Drones were used in proposals for buildings,” said Buckley. “He really started using them all over the place—in his personal life and then for a company. That segued into a venture with his own drone network of drone pilots that operated all across the country. At that time, you needed pilots to fly drones.”

When people needed a drone, they would call on Kersnowski’s company. Most of his customers were surveyors and engineers. They were quick to adopt the new technology but just as quickly found that the that datasets were unmanageable.

“There were tons of data, hundreds of millions of points,” related Buckley. “Engineering firms were not equipped to handle the data, so they would ask him to process the files. Their computers were not powerful enough, their drives not big enough. Their systems would crash. They would ask, ‘Can’t you just handle it? All I need is the line drawing. Or the surface.’ In other words, just give me the deliverables. ‘I don’t need the millions of points.’”

And so, the mission started to form: to build an AI-based solution for this purpose, make AI do all that it can to free civil engineers and surveyors from having to process the big datasets, the images, and deliver, quicker than humanly possible, the line drawings or surface models that are the end product, the deliverables for which they get paid. They saw the sensors in drones and satellites were getting better, cheaper and becoming more plentiful. All that was going to generate a lot of data and require a lot of manpower to process.

“The trend was clear, but no one had cracked the problem,” said Buckley. “We were drowning in data and manpower was getting scarcer. Here’s where AI would fill the labor shortage by making up the missing piece, to make raw outputs into CAD deliverables.”

The company has raised $5.3 million in funding, according to Crunchbase.

The Future of Data

At present, if a surveyor or engineers needs detailed imagery, they must procure an aerial service for it. But AirWorks sees a future where there is abundant imagery widely available in an immense, publicly available source.

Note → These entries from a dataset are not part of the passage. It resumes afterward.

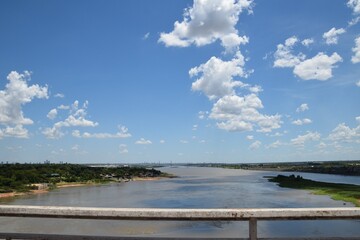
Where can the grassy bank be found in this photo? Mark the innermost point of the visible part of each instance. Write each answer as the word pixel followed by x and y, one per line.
pixel 337 191
pixel 27 178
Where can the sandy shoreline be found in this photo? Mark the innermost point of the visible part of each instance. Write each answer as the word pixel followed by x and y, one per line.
pixel 66 185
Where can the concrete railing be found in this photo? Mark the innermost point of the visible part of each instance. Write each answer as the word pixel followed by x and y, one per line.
pixel 251 215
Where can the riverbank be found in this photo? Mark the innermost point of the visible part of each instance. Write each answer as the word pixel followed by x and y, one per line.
pixel 346 168
pixel 60 185
pixel 337 191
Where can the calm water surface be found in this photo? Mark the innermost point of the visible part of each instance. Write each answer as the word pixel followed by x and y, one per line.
pixel 194 188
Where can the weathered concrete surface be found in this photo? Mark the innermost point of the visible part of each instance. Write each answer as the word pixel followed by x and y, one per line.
pixel 179 214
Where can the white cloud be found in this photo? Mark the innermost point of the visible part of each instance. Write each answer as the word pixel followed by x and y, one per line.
pixel 63 107
pixel 355 5
pixel 59 95
pixel 217 76
pixel 307 42
pixel 123 149
pixel 52 114
pixel 76 118
pixel 122 133
pixel 17 131
pixel 255 89
pixel 53 132
pixel 249 137
pixel 203 114
pixel 275 144
pixel 300 122
pixel 302 108
pixel 354 21
pixel 300 140
pixel 207 21
pixel 235 113
pixel 255 145
pixel 343 133
pixel 17 93
pixel 317 68
pixel 143 141
pixel 332 36
pixel 356 50
pixel 284 56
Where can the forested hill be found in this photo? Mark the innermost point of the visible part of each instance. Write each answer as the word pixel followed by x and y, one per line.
pixel 20 177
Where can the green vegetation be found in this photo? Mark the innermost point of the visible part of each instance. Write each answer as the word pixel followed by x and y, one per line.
pixel 22 177
pixel 349 168
pixel 337 191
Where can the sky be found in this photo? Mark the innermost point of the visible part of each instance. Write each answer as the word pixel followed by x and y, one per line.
pixel 233 81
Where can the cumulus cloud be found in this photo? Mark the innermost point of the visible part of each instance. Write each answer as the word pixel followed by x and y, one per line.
pixel 59 95
pixel 332 36
pixel 317 68
pixel 143 141
pixel 217 76
pixel 249 137
pixel 208 21
pixel 307 42
pixel 52 114
pixel 275 144
pixel 300 122
pixel 235 113
pixel 63 107
pixel 17 131
pixel 284 56
pixel 76 118
pixel 122 133
pixel 17 93
pixel 255 145
pixel 356 50
pixel 354 5
pixel 300 140
pixel 343 133
pixel 302 108
pixel 53 132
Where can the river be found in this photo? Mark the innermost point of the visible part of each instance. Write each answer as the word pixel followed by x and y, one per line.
pixel 194 188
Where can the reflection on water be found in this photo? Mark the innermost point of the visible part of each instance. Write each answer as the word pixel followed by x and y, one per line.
pixel 195 188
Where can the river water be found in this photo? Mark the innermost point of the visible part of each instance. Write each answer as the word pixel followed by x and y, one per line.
pixel 194 188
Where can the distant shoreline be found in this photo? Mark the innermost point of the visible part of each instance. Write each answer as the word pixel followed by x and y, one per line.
pixel 74 184
pixel 337 191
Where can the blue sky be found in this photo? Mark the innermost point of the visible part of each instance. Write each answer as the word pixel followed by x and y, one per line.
pixel 182 81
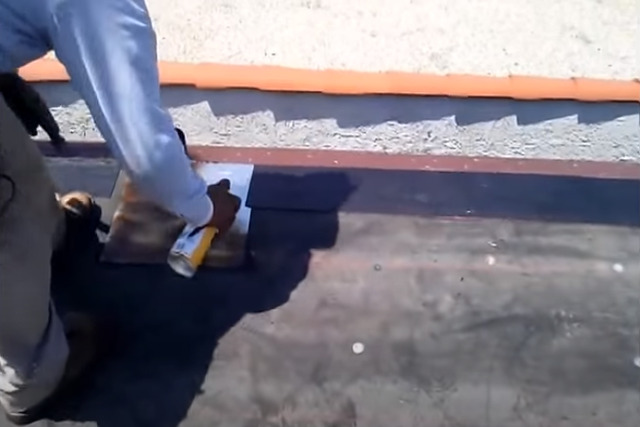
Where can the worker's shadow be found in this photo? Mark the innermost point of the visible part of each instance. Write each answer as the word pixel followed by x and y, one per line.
pixel 165 355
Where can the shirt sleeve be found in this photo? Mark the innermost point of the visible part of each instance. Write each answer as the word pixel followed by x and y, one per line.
pixel 109 50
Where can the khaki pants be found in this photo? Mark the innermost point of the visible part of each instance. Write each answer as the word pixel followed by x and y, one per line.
pixel 33 347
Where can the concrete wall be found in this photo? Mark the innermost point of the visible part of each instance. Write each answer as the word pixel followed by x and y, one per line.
pixel 429 125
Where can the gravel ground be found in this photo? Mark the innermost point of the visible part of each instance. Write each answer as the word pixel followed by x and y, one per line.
pixel 556 38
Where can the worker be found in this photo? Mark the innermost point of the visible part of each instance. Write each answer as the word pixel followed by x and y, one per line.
pixel 109 50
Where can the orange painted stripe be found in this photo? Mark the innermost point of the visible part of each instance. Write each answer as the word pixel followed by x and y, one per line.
pixel 283 79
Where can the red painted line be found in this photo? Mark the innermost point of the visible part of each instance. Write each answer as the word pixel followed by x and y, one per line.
pixel 367 160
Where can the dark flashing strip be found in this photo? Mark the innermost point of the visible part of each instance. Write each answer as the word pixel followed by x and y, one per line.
pixel 295 157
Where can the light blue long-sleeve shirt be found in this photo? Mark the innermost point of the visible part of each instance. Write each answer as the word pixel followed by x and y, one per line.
pixel 109 50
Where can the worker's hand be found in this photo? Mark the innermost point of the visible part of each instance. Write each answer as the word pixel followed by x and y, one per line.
pixel 225 205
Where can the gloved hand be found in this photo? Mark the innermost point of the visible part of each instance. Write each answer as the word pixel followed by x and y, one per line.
pixel 29 107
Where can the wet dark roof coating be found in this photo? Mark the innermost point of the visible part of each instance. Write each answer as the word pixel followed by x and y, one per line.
pixel 385 298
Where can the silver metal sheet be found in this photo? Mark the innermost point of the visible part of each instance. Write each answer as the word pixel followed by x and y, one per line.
pixel 142 232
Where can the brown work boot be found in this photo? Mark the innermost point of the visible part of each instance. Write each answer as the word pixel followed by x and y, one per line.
pixel 82 335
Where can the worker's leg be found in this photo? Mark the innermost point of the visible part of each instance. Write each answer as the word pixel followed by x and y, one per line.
pixel 33 347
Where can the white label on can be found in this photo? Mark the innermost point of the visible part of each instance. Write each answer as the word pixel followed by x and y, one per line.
pixel 186 244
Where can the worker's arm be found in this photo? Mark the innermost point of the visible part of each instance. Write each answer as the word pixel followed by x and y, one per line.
pixel 109 50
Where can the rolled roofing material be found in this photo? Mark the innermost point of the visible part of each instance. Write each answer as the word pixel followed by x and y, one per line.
pixel 339 82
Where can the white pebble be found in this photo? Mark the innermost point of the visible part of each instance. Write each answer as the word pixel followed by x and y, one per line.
pixel 357 347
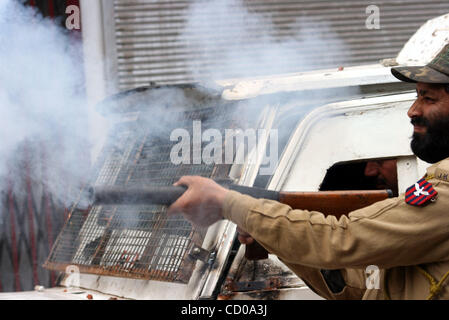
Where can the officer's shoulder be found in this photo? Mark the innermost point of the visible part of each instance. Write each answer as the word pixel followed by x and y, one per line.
pixel 442 171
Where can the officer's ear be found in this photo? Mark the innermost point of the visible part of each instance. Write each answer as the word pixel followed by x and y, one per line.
pixel 446 88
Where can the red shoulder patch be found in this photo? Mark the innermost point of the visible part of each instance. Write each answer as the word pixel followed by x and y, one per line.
pixel 420 193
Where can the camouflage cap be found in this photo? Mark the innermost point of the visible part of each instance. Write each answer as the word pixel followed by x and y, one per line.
pixel 437 71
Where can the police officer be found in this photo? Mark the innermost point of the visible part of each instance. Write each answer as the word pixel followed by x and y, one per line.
pixel 405 238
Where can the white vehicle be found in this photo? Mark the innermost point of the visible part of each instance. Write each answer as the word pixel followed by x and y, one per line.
pixel 324 119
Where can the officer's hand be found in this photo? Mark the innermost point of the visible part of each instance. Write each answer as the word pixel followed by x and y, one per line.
pixel 244 237
pixel 202 202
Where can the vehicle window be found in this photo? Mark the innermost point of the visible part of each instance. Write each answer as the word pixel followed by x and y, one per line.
pixel 372 174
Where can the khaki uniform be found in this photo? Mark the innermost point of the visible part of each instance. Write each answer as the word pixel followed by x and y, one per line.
pixel 391 234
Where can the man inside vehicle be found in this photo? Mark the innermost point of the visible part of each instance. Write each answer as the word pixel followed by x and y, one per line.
pixel 405 237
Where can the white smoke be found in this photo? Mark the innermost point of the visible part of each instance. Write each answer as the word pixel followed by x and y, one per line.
pixel 43 125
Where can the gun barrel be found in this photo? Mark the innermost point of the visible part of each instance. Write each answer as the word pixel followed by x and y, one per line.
pixel 164 195
pixel 122 195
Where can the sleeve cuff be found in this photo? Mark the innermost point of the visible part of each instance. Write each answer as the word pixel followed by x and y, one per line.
pixel 236 208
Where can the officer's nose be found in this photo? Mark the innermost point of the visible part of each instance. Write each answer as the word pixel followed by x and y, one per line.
pixel 371 169
pixel 415 110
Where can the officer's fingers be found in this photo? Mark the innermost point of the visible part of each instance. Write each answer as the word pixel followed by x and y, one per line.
pixel 180 205
pixel 245 239
pixel 242 233
pixel 184 181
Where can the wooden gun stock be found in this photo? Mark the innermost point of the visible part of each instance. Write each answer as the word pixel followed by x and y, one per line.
pixel 335 203
pixel 327 202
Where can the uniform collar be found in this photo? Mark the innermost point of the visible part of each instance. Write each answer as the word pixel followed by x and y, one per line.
pixel 442 165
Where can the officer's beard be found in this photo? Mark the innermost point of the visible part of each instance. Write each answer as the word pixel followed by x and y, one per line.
pixel 433 145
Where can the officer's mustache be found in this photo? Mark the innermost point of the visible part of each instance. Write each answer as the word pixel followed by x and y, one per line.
pixel 420 121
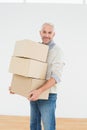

We may have been spoiled by Google, which very generously provides images of the Earth, stitching together a mosaic of all the Earth’s surface from satellite images. Thanks, Google, but your images lack detail, say surveyors or civil engineers. Google also maintains an enormous fleet of ground vehicles with 360-degree cameras that have filmed practically every street on Earth. Thanks, Google. But a street view is insufficient. You can’t see a green or brown field from the street. For that, we’ll have to fly drones.

AirWorks has high hopes for Amazon, which may very well darken the skies with delivery drones equipped with cameras and possibly choose to share its images with the rest of the world—despite Amazon having no history of generosity such as we take for granted from Google. Perhaps late model cars, with all their cameras, radars and sensors, will be willing to share? Or from on high, the air taxis that are sure to come. Hope springs eternal, and one can certainly dream of abundant, clear, detailed images from an increasing number of cameras and sensors our technology promises.